Modeling shallow groundwater nitrate concentrations by direct coupling of the vadose and the saturated zone

In many aquifers in plains and valley basins, water movement and solute fate in the vadose zone is described without considering the actual depth of the groundwater table. However, for shallow groundwater conditions (i.e., when the water table is few meters below the ground surface), there is a feedback from the groundwater table on the soil moisture content which influences plant growth and evapotranspiration. Thus, an interactive coupling between vadose zone and groundwater processes is needed. In this research the implementation of a time step-based (direct) coupling between the soil water movement and nitrogen fate model SIMWASER/STOTRASIM and the groundwater flow and solute transport model FEFLOW is shown and applied to a part of an aquifer in southeast Austria.

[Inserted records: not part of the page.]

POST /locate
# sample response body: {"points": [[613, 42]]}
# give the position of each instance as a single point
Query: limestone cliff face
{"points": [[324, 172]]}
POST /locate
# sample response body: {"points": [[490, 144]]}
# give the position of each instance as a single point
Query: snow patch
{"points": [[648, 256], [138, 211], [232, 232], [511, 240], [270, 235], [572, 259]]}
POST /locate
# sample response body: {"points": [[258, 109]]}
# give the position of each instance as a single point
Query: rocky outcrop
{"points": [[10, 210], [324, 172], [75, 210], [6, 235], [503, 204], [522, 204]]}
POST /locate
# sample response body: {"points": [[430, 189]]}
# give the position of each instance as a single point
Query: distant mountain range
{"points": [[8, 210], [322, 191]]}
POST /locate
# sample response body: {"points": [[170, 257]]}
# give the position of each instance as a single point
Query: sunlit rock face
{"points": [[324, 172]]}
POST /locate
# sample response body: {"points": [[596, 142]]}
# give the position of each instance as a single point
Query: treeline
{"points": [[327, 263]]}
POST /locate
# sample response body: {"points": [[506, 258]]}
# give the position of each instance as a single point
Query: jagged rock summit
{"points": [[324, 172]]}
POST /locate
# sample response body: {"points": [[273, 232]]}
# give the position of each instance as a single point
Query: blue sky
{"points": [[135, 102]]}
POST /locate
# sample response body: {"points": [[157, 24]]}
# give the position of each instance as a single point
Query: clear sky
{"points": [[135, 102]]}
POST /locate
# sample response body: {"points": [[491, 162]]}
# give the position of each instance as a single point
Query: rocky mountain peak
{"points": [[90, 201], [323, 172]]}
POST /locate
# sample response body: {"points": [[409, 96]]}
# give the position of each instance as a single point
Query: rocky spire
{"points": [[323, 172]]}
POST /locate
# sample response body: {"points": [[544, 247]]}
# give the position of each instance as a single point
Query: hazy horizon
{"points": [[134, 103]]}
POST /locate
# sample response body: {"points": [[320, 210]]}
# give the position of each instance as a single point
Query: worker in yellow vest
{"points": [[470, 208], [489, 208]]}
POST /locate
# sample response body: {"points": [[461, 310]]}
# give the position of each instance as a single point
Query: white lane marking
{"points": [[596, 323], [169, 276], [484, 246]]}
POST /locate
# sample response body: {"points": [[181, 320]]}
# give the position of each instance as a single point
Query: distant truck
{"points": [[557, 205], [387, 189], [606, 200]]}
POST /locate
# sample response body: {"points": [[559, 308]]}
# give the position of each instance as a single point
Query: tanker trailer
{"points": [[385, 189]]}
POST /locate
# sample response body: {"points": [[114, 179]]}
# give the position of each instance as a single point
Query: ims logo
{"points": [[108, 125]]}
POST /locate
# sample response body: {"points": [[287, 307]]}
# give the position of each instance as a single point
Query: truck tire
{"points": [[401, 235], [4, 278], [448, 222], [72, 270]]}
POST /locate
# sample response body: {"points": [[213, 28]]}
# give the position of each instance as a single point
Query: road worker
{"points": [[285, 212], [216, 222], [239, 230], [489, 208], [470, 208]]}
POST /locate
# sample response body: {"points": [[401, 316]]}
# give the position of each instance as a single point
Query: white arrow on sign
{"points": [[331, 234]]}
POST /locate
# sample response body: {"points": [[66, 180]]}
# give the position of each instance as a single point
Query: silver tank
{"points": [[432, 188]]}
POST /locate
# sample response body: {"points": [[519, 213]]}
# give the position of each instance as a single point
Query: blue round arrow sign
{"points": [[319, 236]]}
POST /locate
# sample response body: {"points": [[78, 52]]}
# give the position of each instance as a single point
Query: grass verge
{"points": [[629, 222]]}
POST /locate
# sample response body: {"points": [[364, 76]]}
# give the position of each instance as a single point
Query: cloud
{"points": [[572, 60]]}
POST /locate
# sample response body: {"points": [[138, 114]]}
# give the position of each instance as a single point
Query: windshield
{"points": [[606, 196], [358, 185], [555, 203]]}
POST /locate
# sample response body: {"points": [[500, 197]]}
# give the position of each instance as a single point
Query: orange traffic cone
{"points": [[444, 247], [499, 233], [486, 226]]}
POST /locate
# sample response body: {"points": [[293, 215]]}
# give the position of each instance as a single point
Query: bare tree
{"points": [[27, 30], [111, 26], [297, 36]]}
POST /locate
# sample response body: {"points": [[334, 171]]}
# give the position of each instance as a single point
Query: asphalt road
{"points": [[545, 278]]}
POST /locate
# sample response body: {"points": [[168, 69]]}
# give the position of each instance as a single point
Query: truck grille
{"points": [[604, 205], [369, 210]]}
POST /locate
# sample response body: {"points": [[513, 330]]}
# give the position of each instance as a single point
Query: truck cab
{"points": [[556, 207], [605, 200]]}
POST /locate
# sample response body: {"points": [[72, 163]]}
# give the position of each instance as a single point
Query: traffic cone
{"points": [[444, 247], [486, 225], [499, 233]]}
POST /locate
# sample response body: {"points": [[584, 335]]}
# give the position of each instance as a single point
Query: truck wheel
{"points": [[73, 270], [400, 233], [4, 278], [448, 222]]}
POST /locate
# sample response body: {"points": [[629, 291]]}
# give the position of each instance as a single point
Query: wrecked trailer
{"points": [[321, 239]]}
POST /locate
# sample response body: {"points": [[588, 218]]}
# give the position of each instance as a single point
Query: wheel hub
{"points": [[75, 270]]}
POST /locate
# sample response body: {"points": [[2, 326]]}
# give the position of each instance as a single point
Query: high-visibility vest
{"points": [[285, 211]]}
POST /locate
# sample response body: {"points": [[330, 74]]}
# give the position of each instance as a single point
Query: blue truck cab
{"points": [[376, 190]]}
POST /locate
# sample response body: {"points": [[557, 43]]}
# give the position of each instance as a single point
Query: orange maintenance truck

At the aquifer scale, areas with time step-based coupling are combined with areas of sequential coupling to account for shallow groundwater levels. To speed up the computation of vadose zone processes, a clustering approach is developed by grouping elements of similar groundwater level and nitrate concentrations time series together. Through the comparison between direct and sequential coupling results, it is demonstrated that including the feedback in the coupling reduces simulated nitrate concentrations by about 10%. Thus, if shallow groundwater conditions exist, the time step-based approach allows considering the interaction between vadose and saturated processes, which may lead to improved compromises between agricultural land use and groundwater protection.